Poster Paper: Developing Time Use Metrics to Inform Workforce Development Programs

Saturday, November 9, 2019
Plaza Building: Concourse Level, Plaza Exhibits (Sheraton Denver Downtown)

*Names in bold indicate Presenter

Ashok Sekar, Dilge Kanoglu, Gordon Abner, Erik Funkhouser and Varun Rai, University of Texas, Austin

A substantial number of workforce development programs focus on helping economically disadvantaged individuals develop the skills and credentials necessary to have better employment opportunities. Previous studies have shown that those who are economically disadvantaged are also time poor, meaning that they have less time available for discretionary activities such as but not limited to education, professional and personal care services. In other words, for these individuals incorporating workforce development programs into their schedule may be challenging since the timing of the workforce development program may conflict with that of other essential activities, causing a significant time burden to the participant. Therefore studying time-use patterns of the economically disadvantaged population can not only help in understanding the time-burden but also assist in program design.
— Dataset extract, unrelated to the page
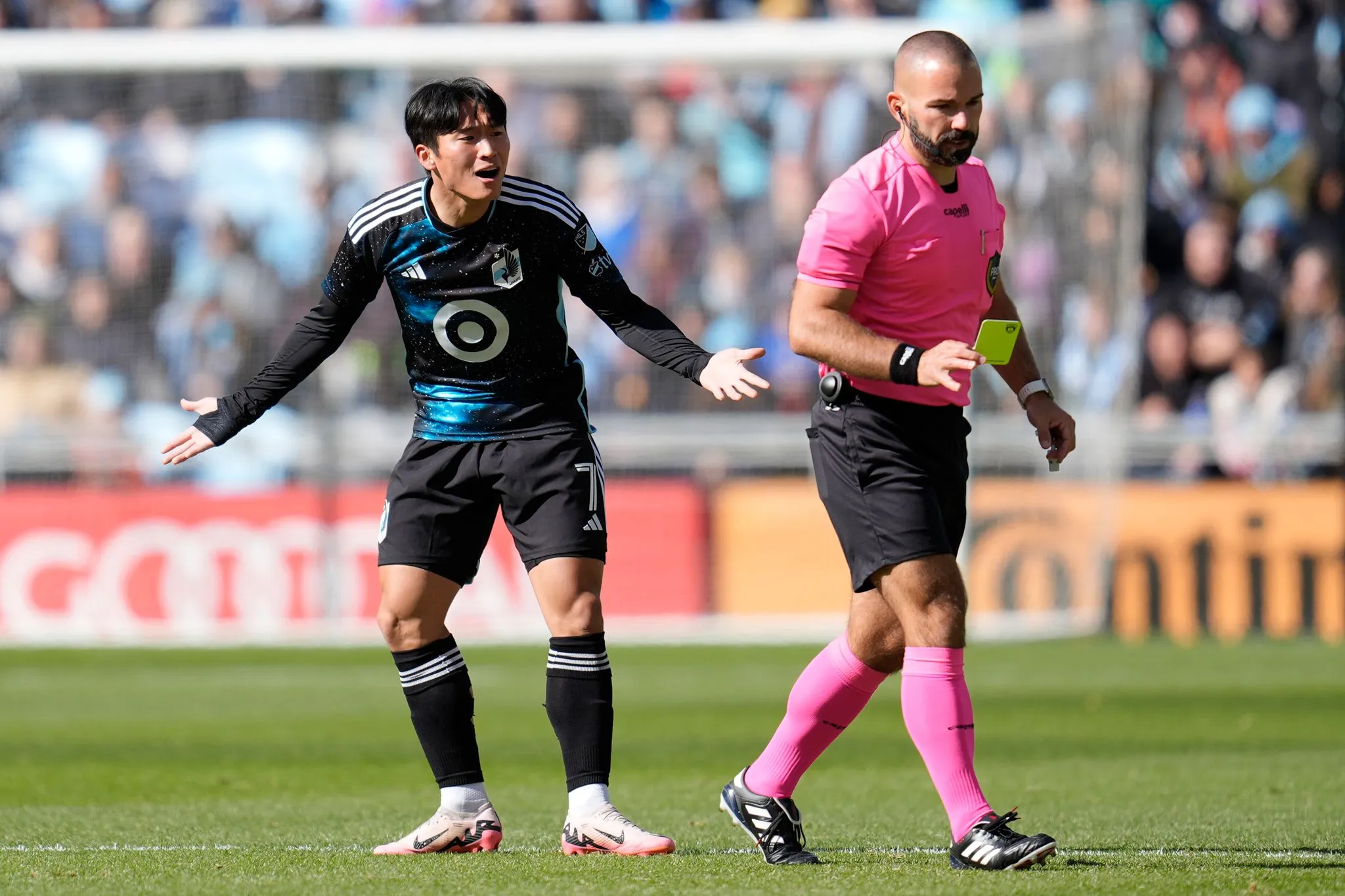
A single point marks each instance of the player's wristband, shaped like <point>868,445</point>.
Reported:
<point>219,425</point>
<point>904,367</point>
However, to our knowledge, no research systematically examines participant time-use burden associated with participating in workforce development programs and the importance of such data for program design.
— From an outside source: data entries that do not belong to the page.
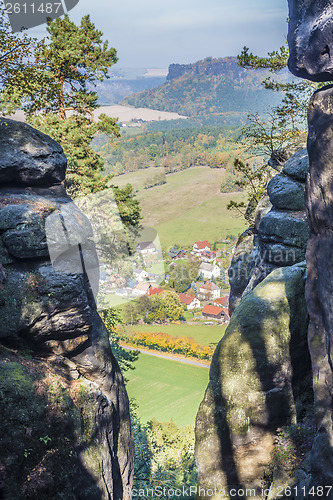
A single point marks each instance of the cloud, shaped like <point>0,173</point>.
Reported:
<point>148,33</point>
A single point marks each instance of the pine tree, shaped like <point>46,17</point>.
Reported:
<point>59,101</point>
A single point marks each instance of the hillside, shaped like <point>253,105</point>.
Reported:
<point>188,207</point>
<point>208,86</point>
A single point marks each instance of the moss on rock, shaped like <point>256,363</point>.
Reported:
<point>256,379</point>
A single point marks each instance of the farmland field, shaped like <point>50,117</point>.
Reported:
<point>203,334</point>
<point>166,389</point>
<point>188,207</point>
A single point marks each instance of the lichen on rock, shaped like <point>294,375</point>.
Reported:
<point>47,307</point>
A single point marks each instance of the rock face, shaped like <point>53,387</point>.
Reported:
<point>256,377</point>
<point>310,39</point>
<point>281,231</point>
<point>319,288</point>
<point>50,310</point>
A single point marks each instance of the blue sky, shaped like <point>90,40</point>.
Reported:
<point>156,33</point>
To address this need, we conduct a phone survey of eligible participants and non-participants of workforce development programs in Central Texas. The phone survey follows the standard time-use survey approach, essentially mapping activities that respondents perform over 24 hours, along with additional information such as where and with whom the activity was performed. In addition to the standard time-use survey measures, we also elicit information about the curtailability and flexibility of each activity, barriers to activity shifting and curtailment, and the subject’s perception of control over their time. By overlaying the time requirements of workforce development programs over participant and non-participant time use profiles and measuring individuals’ availability, curtailability, flexibility, and the limitations to flexibility, we expect to provide crucial insights about the program’s target population as well as provide a framework for analysis to ensure effective program design. We believe that our time-use measures will help to reduce program attrition, improve program resource efficiency, and improve participant outcomes.